Serfdom recruited from above and from below.

There is yet another point in which the correspondence between British and Continental usages is worth remarking.

The community in serfdom on a lord's estate was both by Saxon and Continental usage recruited from above and from below.

Free-men become serfs.

Free men from above, by voluntary arrangement with a lord, could and did descend into serfdom. The Saxon free tenant could, by free contract, arrange to take a yard-land, and if he were already provided with a homestead and oxen, he became a 'gafol-gelder,' or tributarius of his lord, without incurring the liability to the more servile 'week-work,' just as was the case when, under the Alamannic laws, free men made surrender of their holdings to the Abbey of St. Gall. In both cases, as we saw, week-work was added if the lord found the homestead and the outfit.

Slaves become serfs.

On the other hand, whenever a lord provided his slave with an outfit of oxen, and gave him a part in the ploughing, he rose out of slavery into serfdom. To speak more correctly, he rose into that middle class of tenants who, by whatever name they were [p406] known at first, afterwards became confounded together in the ranks of mediæval serfdom.

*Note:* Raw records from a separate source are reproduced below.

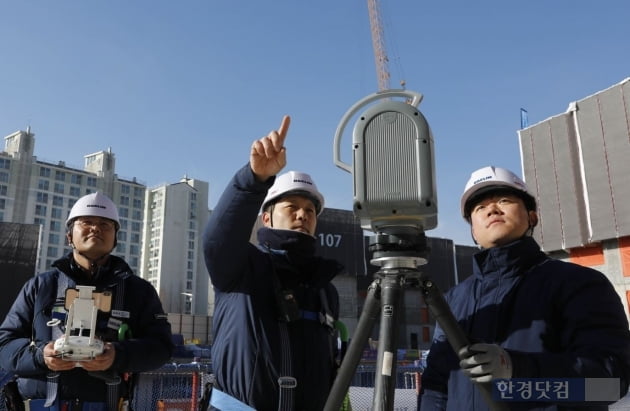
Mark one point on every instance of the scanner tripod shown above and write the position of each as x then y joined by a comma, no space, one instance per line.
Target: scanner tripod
399,257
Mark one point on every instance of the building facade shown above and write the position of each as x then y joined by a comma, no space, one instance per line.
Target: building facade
576,165
41,193
172,252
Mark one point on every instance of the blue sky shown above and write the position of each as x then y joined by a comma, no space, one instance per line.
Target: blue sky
183,88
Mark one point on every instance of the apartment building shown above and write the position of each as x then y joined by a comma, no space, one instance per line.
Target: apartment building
38,192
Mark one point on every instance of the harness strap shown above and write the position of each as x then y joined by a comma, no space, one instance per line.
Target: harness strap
52,383
328,318
286,382
223,401
52,379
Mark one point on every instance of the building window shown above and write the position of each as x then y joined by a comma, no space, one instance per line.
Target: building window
55,213
40,210
54,225
43,185
60,175
42,197
75,191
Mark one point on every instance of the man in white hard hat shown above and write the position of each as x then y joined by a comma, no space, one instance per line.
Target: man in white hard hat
527,316
275,305
135,332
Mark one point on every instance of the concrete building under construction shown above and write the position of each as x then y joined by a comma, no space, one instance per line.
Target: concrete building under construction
577,166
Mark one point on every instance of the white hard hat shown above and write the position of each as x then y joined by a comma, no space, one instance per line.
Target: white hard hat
295,183
95,204
492,178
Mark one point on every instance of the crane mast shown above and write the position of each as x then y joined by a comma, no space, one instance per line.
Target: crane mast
378,43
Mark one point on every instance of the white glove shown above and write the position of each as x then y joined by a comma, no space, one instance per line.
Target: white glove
483,363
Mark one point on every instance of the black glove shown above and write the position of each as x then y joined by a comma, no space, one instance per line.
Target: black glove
485,362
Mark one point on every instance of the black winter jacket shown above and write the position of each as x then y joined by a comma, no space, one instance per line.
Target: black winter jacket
246,352
24,332
555,319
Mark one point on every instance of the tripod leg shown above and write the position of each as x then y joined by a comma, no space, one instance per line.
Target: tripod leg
352,358
454,334
385,384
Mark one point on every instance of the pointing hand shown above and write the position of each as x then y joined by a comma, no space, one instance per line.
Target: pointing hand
268,155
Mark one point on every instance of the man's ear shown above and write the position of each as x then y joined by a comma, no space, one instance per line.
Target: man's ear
533,219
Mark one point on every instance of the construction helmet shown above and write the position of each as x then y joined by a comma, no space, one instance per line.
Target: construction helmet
294,183
493,178
96,205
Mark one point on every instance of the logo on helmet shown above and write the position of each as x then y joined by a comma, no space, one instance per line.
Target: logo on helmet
479,180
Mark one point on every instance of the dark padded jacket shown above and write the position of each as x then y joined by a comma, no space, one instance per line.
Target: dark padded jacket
246,351
24,332
554,318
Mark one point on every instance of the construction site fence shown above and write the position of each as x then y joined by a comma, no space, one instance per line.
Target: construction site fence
180,387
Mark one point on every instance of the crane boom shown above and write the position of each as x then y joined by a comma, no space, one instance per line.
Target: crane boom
378,43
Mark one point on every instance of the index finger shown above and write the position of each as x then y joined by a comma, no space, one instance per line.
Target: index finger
284,127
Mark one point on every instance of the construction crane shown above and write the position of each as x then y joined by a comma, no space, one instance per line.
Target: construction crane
378,43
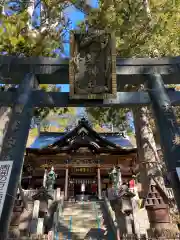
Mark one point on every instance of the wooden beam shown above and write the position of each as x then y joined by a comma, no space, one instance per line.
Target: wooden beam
57,99
56,70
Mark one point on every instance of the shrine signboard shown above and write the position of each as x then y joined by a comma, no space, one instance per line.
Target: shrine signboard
92,67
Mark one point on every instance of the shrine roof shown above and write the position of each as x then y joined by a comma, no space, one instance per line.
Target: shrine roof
79,137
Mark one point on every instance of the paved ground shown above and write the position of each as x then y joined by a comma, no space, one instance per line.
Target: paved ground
86,220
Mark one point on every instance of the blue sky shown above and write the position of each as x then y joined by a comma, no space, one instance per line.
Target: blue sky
75,16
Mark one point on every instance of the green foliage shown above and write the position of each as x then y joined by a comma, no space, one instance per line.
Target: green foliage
20,38
137,34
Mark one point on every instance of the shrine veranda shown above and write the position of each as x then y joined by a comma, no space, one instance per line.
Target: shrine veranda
30,72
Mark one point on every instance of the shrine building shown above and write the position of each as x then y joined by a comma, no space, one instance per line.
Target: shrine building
81,155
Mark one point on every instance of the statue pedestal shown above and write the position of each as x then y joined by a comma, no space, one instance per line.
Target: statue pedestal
160,223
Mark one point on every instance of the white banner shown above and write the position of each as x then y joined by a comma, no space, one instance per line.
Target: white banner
178,172
5,172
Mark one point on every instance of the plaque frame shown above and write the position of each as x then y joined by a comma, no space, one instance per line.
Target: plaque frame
112,83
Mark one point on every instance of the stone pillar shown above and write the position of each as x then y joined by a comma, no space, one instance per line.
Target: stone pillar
99,182
168,129
66,184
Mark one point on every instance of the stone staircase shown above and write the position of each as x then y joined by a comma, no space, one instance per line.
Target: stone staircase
84,220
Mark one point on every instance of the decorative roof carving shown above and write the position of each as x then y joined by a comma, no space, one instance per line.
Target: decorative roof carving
42,195
84,136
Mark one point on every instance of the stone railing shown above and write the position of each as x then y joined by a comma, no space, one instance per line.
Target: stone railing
30,219
30,193
170,193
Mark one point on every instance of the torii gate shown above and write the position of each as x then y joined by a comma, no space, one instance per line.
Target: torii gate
30,72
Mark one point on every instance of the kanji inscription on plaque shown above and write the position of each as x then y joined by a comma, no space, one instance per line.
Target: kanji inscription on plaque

Grades in serfdom during the period of transition.

'Tributarii,' 'coloni,' and 'liti.'

There were, in fact, grades in the community in serfdom not only like those of the Saxon geburs and cottiers, but also corresponding to the historical origin of the serfs. Thus, as we have seen in the 'Polyptique d'Irminon' and in many other cartularies and surveys of monastic estates, there are coloni and liti among the serfs, names bearing witness to the historical origin of the serfs, though the difference between them had all but vanished.

Slaves made into these.

The læts of the laws of Ethelbert.

There is a passage in the Ripuarian laws, 'If any one shall make his slave into a "tributarius," or a "litus," &c.' [626] The 'lidus' of the 'Lex Salica' was under a lordship, and classed with 'servi,' and by a legal process he could be set free.[627] We have noticed the passage in the Theodosian Code which speaks of 'coloni' and 'tributarii' on British estates, and also the mention by Ammianus Marcellinus of 'tributarii' in Britain. We have noticed also the three grades of 'læts,' the only class of tenants mentioned in the laws of Ethelbert.

Survivals of the period of transition in Britain.

Now, whatever doubt there might be as to what were the 'læts' on Kentish 'hams' and 'tuns' in the sixth century, if they stood alone as isolated phenomena; taken together with the 'tributarii' and 'coloni' and 'liti' on Continental manors, there can be hardly any doubt that they belonged to the same middle [p407] class of semi-servile tenants to which allusion has been made. Their presence on the manorial 'hams' and 'tuns' of England revealed in the earliest historical record after the Saxon Conquest, taken in connexion with the many other points brought together in this chapter, makes the inference very strong indeed that they, like the 'coloni,' 'tributarii,' and 'liti' on Continental manors, were a survival from that period of transition from Roman to German rule, during which the names of the various classes of semi-servile tenants, afterwards merged in the common status of mediæval serfdom, still preserved traces of their origin.